Жаль, что на юбилее в Москве мое здоровье и хлопоты не позволили мне навестить Сокольского.
Я послал ему мою карточку с стихами Тредьяковского, которые Сокольский любил распевать некогда:
Когда бы мне сто уст и столь же языков,
Столь сильный глас был дан, железо сколько сильный,
То и тогда б всех глупостей родов
Не мог измыслить я обильно.
Судьба моих товарищей, их было 21, собранных по первому призыву в профессорский институт, меня интересует нередко.
Со многими из них я не встречался ни разу с тех пор, как мы поехали за границу; с некоторыми виделся потом в Москве и Петербурге; но в дружестве или товариществе ни с кем из них не был впоследствии.
В живых из 21–го еще, сколько мне известно: П.Г.Редкин, Сокольский, Мих[аил] Куторга [200], Корнух — Троцкий, Котельников, Ивановский [201] и покуда я еще, — шестеро, и то не наверное; значит смерть похитила в течение 53 лет 15, вероятно, и более. Двое умерли еще в Дерпте: Шкля — ревский, чудный парень и поэт (С. — Петербургского университета), — от чахотки и один (ипохондрик довольно ограниченных способностей, из Харькова) — от холеры; остальные потом, и из них один, Чивилевъ [202], бывший наставником у покойного наследника Николая Александровича, сгорел в Царскосельском дворце (по слухам от руки сына).
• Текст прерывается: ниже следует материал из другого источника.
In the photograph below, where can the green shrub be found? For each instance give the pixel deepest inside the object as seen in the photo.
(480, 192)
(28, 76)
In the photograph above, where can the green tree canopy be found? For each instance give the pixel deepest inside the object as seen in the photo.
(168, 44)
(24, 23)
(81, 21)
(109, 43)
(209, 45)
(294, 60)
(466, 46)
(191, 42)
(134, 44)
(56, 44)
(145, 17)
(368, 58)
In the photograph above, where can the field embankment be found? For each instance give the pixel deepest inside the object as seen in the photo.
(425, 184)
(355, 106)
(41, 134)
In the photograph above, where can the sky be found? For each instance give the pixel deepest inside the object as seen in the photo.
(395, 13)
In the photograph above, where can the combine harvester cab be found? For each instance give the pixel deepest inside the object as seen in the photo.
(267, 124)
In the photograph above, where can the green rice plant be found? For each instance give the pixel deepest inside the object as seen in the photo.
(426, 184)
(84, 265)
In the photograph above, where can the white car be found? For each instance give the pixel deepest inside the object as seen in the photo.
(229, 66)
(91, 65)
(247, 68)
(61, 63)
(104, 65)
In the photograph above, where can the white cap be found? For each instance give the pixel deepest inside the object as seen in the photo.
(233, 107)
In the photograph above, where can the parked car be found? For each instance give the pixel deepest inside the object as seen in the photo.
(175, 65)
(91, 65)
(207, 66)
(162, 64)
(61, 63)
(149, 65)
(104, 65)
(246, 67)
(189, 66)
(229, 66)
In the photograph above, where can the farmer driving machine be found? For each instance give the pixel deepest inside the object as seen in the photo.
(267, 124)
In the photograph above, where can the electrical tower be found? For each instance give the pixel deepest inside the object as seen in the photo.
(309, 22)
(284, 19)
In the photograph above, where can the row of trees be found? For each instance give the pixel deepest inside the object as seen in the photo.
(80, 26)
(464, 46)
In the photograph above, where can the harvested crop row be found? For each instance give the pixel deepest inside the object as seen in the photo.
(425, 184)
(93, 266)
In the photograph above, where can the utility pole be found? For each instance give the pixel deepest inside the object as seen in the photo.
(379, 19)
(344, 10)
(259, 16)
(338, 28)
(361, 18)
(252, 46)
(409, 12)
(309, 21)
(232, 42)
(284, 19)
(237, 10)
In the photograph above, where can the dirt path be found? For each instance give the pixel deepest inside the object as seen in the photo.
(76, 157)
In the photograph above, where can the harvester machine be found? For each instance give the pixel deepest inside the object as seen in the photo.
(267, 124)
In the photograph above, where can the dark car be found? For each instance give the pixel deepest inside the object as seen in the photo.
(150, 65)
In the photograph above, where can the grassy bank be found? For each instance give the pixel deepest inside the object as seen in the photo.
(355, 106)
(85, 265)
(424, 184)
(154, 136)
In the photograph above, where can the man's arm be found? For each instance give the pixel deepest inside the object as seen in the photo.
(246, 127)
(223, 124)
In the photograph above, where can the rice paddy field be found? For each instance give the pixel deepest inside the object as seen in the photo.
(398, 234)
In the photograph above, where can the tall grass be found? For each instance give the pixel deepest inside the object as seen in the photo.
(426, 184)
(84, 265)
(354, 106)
Измучившись ездою на перекладной, никогда еще не ездивши по дорогам с перекладинами из бревен, которые заменяли в то время во многих местах шоссе, мы остановились сначала в какой — то гостинице, едва ли не «Демут», в С. — Петербурге, а потом для нас отвели пустопорожнее помещение в тогдашнем университетском доме, кажется, у Семеновского моста.
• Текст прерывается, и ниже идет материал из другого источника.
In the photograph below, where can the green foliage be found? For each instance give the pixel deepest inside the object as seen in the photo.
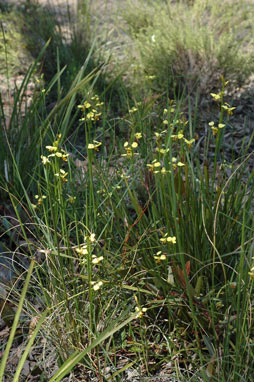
(142, 232)
(190, 44)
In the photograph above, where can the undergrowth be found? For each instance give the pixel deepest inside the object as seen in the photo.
(139, 235)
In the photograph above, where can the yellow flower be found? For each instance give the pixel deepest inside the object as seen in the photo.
(40, 199)
(229, 109)
(217, 97)
(140, 311)
(168, 239)
(51, 148)
(159, 257)
(138, 136)
(96, 286)
(82, 250)
(44, 159)
(133, 109)
(164, 171)
(162, 151)
(94, 145)
(129, 150)
(189, 142)
(92, 237)
(96, 260)
(153, 166)
(62, 174)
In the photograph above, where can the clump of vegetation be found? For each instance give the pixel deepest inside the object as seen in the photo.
(14, 54)
(190, 44)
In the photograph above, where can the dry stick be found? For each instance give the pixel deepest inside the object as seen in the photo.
(136, 222)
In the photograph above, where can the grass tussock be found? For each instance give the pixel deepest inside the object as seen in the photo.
(189, 44)
(137, 231)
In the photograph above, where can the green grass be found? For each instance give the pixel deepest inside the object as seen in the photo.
(183, 44)
(141, 233)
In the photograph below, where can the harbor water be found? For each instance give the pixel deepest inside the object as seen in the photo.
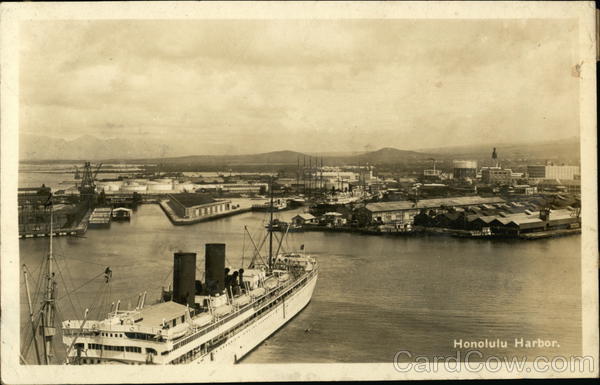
(376, 295)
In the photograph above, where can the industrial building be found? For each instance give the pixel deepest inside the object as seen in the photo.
(405, 211)
(496, 176)
(191, 206)
(553, 172)
(463, 169)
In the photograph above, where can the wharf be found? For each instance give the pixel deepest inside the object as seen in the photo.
(78, 230)
(442, 231)
(549, 234)
(179, 221)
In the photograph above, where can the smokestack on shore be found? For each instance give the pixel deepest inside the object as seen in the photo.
(215, 266)
(184, 278)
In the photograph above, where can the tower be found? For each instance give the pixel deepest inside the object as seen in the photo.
(495, 157)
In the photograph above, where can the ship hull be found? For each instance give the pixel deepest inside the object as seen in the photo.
(239, 345)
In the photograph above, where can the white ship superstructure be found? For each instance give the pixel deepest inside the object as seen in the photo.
(219, 320)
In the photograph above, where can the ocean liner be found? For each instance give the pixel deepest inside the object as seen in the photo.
(217, 320)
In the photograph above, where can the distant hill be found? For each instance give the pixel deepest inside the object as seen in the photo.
(550, 150)
(34, 148)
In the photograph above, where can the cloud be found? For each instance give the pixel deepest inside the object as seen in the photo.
(309, 85)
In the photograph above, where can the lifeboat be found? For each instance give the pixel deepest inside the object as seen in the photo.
(242, 300)
(222, 310)
(259, 291)
(283, 277)
(202, 319)
(176, 332)
(271, 283)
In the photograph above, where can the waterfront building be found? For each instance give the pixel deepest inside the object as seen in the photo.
(191, 205)
(496, 176)
(553, 172)
(405, 211)
(464, 169)
(524, 189)
(302, 219)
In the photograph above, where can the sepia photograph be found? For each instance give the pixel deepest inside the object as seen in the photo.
(297, 191)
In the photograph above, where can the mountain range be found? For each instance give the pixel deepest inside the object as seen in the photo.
(41, 148)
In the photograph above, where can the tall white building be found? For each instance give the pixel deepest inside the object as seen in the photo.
(553, 172)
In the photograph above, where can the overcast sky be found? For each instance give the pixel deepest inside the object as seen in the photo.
(213, 87)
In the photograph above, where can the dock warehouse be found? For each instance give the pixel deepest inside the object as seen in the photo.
(191, 205)
(405, 211)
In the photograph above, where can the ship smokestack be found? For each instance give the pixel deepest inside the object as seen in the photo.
(215, 266)
(184, 278)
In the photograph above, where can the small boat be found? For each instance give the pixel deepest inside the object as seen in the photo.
(121, 214)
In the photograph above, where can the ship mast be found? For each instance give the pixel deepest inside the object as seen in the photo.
(47, 328)
(271, 225)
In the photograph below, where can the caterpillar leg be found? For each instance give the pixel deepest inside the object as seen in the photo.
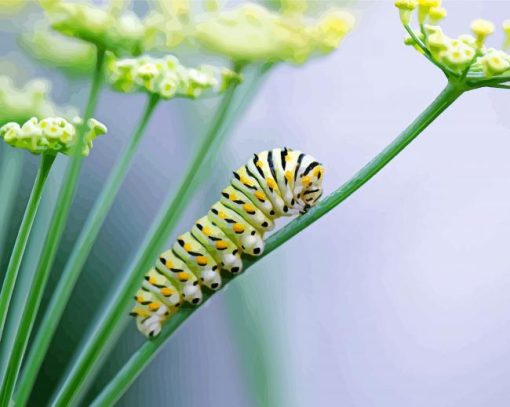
(242, 205)
(226, 253)
(198, 260)
(150, 312)
(245, 236)
(178, 273)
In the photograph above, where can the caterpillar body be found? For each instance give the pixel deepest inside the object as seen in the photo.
(275, 183)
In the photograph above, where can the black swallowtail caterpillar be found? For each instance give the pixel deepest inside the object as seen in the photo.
(275, 183)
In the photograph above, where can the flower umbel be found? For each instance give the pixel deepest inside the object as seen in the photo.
(122, 33)
(167, 77)
(51, 135)
(465, 58)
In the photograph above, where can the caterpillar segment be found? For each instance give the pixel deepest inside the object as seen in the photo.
(274, 183)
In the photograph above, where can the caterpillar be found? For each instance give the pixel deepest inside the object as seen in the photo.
(275, 183)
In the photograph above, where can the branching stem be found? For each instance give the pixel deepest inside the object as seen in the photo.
(136, 364)
(29, 312)
(77, 258)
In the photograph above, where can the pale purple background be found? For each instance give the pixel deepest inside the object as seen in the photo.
(400, 296)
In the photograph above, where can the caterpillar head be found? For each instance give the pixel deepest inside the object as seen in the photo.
(308, 187)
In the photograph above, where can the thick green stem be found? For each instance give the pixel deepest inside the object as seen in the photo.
(109, 327)
(60, 214)
(77, 259)
(11, 169)
(22, 238)
(136, 364)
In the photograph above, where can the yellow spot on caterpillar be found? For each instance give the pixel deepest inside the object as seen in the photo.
(246, 181)
(238, 228)
(153, 306)
(202, 260)
(249, 208)
(220, 244)
(183, 276)
(271, 183)
(166, 291)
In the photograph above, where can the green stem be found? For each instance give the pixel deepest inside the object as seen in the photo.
(60, 214)
(11, 170)
(21, 240)
(77, 259)
(130, 371)
(113, 319)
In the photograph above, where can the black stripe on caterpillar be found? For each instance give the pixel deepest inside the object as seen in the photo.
(275, 183)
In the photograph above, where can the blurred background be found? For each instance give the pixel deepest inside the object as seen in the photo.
(399, 297)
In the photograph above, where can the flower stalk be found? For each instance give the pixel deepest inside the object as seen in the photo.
(109, 327)
(78, 256)
(137, 363)
(21, 334)
(22, 238)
Первый визит был хозяину Щучьего Двора, как его тогда звали, директору департамента народного просвещения (Д.И.Языкову), какому — то молчаливому и натянутому бюрократу; приглашены были к нему на обед; обедали скучно и безмолвно, а потом представились и самому министру народного просвещения, князю Ливену [203], генералу — немцу, говорившему весьма плохо по — русски, пиетисту по убеждению.
Назначен был, наконец, экзамен в Академии наук.
Для нас, врачей, пригласили экзаменаторов из Медико — хирургической академии, и именно Велланского и Буша [204].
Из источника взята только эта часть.